Mentre il fratello continuava a parlare Remy, si stava rendendo conto che forse aveva ragione, si era lasciato ingannare da quel piccolo animale, lui ci aveva creduto davvero e ora sarebbe diventato lo zimbello di tutti. Una rabbia stava cominciando a salire alla testa, si sentiva ribollire dall’ira.  Tutto quello che aveva detto la volpe, però aveva un senso, gli aveva mentito sulla sua identità, ma i consigli che gli aveva dato erano buoni, la rabbia che sentiva dentro di sé saliva ma era più che altro rivolta  verso i fratelli che continuavano a ridere di lui. Aspettò ancora che il ribollire interno raggiungesse il culmine poi con un mezzo giro su sé stesso e rivolto verso i fratelli aprì la bocca e dalla gola uscirono delle fiamme enormi, violente, sputava fuoco come mai aveva visto fare, una valanga di fuoco che raggiunse i primi alberi della foresta incendiandoli tutti. Le fiamme dilagarono verso l’interno coinvolgendo molta vegetazione e raggiunse anche il punto in cui si era rifugiata la volpe, una parte delle fiamme raggiunse la sua coda e la brucò completamente. Per fortuna lei era balzata all’aperto e si era salvata ma non poté fare niente per salvare la coda, il pelo folto aveva aiutato le fiamme e ora era lì nello spiazzo bruciato da Remy, era ancora caldo e fumante ma non c’era traccia di alberi, uno spazio ampio di terra bruciata. Remy la vide e si avvicinò per parlarle.

       <Allora tu sei una volpe, vero? Perché non lo hai detto subito, avevi paura che potessi fare del male? Ora, per colpa tua mi farai prendere in giro da tutti, la dea della foresta, ed io che ci sono cascato. Brava, davvero brava!

         <Scusami tanto, ma vorrei vedere te al mio posto. Vedo un drago vicino a me, io so bene che voi mangiate quelli come me, allora, la paura mi ha fatto dire quelle cose per salvarmi la vita. Ora però ho visto che le fiamme le fai e anche bene, purtroppo, guarda qua, mi hai bruciato tutta la coda, ora come andrò in giro senza coda?

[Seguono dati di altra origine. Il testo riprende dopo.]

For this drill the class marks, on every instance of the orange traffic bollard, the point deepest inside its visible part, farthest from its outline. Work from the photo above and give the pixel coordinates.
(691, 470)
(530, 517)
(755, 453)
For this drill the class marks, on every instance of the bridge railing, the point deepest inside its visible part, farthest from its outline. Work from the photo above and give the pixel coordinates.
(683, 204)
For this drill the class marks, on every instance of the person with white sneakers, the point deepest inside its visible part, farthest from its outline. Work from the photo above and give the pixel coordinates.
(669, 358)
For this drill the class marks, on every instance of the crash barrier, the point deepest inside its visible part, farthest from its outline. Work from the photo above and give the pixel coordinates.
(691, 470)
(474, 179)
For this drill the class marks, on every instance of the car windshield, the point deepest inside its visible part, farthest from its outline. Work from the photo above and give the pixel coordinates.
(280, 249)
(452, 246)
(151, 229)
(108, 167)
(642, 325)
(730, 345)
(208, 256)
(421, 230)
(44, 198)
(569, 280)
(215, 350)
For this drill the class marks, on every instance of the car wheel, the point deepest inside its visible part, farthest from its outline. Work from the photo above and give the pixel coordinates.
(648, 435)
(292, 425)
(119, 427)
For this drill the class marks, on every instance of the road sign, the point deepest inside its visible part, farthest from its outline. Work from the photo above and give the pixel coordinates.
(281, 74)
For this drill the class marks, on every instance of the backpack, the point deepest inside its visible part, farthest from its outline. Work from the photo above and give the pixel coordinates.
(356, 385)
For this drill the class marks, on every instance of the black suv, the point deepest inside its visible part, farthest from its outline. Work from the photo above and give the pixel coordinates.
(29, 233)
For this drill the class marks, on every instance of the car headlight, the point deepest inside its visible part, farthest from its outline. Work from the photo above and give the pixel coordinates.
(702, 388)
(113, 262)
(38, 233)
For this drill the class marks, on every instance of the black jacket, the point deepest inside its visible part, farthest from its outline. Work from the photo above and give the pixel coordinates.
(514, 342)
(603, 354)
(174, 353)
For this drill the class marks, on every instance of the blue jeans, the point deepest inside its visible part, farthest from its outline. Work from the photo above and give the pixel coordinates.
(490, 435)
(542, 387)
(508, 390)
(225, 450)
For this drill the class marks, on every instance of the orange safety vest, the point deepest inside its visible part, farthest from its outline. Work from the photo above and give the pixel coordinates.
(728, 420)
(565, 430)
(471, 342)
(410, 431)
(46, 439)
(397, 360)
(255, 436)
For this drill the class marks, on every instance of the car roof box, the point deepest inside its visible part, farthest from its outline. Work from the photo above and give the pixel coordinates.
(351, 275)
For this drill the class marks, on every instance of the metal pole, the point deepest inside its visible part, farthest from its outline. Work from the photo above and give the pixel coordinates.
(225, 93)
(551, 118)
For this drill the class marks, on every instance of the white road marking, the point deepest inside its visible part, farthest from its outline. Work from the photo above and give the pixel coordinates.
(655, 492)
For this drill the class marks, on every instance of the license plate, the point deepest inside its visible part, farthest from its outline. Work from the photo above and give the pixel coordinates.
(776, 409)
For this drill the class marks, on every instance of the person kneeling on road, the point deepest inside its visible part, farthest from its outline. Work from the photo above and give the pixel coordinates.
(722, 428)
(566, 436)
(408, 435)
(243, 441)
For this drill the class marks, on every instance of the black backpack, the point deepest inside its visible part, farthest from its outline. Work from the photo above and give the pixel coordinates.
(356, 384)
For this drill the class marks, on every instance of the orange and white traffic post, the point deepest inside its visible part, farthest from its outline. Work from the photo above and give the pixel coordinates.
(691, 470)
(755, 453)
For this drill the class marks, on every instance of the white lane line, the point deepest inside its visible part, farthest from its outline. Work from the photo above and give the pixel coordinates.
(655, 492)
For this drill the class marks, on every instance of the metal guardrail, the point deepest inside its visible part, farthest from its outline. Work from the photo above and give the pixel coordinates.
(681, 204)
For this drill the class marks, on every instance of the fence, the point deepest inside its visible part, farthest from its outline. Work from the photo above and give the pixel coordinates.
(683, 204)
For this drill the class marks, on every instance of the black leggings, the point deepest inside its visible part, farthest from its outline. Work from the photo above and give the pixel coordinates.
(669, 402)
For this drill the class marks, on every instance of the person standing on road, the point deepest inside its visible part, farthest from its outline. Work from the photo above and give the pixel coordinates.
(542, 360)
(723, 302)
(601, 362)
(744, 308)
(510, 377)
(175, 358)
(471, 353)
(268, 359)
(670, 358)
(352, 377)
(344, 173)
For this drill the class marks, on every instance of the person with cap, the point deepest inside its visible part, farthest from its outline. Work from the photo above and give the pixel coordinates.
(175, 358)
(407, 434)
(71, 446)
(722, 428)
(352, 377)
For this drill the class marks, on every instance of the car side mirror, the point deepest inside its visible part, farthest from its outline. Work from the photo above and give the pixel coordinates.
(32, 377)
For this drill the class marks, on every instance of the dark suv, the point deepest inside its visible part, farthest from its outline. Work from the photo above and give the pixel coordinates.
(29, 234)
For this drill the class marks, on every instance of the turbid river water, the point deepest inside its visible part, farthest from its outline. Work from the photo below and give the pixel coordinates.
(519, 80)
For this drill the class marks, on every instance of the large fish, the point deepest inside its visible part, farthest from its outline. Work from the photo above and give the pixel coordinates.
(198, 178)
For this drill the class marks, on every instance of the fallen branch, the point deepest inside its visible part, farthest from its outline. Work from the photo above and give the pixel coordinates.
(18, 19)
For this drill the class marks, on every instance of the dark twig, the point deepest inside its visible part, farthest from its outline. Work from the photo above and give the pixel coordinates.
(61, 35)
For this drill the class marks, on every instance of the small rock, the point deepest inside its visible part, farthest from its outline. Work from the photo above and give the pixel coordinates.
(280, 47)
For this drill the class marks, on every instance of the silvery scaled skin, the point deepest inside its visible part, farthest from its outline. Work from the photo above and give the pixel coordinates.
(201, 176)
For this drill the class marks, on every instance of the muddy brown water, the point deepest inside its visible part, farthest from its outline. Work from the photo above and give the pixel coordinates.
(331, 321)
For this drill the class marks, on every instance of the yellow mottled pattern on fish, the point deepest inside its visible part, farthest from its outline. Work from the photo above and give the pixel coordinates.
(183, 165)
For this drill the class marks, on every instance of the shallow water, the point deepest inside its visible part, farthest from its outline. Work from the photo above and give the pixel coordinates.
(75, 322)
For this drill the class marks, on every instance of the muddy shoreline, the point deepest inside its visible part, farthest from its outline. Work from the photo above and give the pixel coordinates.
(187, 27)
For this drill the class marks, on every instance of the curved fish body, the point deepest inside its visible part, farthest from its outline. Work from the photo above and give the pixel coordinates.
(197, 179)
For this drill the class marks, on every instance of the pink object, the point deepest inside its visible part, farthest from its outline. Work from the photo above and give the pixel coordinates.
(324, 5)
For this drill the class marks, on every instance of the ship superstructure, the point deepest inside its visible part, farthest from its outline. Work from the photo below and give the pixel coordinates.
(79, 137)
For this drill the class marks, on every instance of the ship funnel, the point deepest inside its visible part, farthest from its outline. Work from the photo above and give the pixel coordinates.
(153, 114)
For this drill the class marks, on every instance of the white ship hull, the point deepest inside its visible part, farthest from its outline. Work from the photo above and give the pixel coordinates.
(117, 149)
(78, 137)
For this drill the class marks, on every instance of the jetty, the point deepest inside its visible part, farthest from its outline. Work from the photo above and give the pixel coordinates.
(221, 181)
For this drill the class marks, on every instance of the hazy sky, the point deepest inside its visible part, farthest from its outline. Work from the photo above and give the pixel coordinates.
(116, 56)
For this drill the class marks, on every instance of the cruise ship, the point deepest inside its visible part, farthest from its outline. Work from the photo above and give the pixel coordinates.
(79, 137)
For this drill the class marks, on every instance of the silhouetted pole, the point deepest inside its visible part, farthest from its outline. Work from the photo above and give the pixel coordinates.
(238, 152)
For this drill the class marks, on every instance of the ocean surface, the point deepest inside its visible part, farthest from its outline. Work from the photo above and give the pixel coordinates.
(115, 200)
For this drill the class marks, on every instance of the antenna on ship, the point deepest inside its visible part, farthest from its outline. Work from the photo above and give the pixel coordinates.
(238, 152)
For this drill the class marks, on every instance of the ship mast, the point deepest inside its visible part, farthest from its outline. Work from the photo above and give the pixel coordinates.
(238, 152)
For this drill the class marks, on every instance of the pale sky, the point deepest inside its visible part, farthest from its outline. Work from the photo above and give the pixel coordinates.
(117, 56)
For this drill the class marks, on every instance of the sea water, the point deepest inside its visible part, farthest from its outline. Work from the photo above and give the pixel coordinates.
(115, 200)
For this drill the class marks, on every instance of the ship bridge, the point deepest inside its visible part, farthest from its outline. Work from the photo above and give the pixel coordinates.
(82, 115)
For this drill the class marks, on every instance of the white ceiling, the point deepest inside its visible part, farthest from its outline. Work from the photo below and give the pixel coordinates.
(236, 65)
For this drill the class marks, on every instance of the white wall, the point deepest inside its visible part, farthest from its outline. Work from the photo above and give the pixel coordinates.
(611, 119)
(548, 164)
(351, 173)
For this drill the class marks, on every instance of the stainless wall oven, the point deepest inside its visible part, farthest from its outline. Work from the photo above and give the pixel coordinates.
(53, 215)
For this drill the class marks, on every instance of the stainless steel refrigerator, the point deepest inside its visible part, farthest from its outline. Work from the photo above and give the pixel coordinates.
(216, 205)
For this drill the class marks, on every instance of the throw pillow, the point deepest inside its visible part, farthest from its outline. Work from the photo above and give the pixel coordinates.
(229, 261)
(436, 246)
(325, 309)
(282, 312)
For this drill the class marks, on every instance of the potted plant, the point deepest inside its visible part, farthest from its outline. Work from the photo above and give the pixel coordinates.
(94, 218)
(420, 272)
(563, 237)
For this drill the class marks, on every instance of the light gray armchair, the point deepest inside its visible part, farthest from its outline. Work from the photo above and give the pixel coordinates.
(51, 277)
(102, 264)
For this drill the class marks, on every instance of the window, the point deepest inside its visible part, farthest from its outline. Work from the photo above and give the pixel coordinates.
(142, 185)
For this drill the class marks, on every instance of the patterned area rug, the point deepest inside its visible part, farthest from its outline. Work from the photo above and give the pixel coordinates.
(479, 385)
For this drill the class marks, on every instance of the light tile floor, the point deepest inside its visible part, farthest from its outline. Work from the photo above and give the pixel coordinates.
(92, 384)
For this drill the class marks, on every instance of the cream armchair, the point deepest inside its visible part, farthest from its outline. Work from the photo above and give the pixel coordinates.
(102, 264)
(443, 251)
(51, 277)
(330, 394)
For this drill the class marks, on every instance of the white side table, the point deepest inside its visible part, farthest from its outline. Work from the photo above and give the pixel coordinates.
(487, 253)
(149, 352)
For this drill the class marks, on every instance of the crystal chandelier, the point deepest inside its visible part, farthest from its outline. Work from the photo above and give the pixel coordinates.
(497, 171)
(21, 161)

          <Ben ti sta bugiarda, - disse sorridendo Remy che in fondo non aveva perso la sua vena di bontà. Era riuscito non sapeva nemmeno lui come a fare fuoco, ma era rimasto il buono di sempre. – così impari a  mentire. Credo che la tua coda ricrescerà molto presto, in fondo, è solo una questione di peli, io piuttosto dovrò portarmi dietro  lo scherno di tutti. Comunque, credo che dovrò ringraziarti, i tuoi consigli sono stati utili, ero io che bloccavo tutto, mi sono accorto che quando mi arrabbio nello stesso  momento salgono anche le fiamme, ora che ho imparato, saprò come comportarmi, farò felice mio padre e così potremo andarcene da questo posto, hai ragione non va bene per noi draghi,  troppi alberi, anche se  - sottolineò ridendo – una buona parte  adesso li ho bruciati.

       <Allora addio volpe, io vado con i miei fratelli che adesso credo non si faranno più beffe di me, posso arrostirli quando voglio. Mi raccomando stai attenta, questa volta sei stata fortunata che hai incontrato me. L’unico drago buono esistente, se ti avessero veduto prima i miei fratelli ti avrebbero subito mangiato senza nemmeno farti aprire bocca. Riguardati e non ti allontanare dal bosco, lì sei al sicuro. 

        <Addio drago, spero per te che adesso che sai come usare il tuo potere non lo farai senza uno scopo, usalo solo se è necessario. Ti ricorderò con piacere, sei un bravo draghetto, io dopo questa esperienza resterò per sempre dentro i limiti del bosco, ci sono troppi draghi in cielo per i miei gusti, addio Remy.

           <Addio volpe, amica furbacchiona!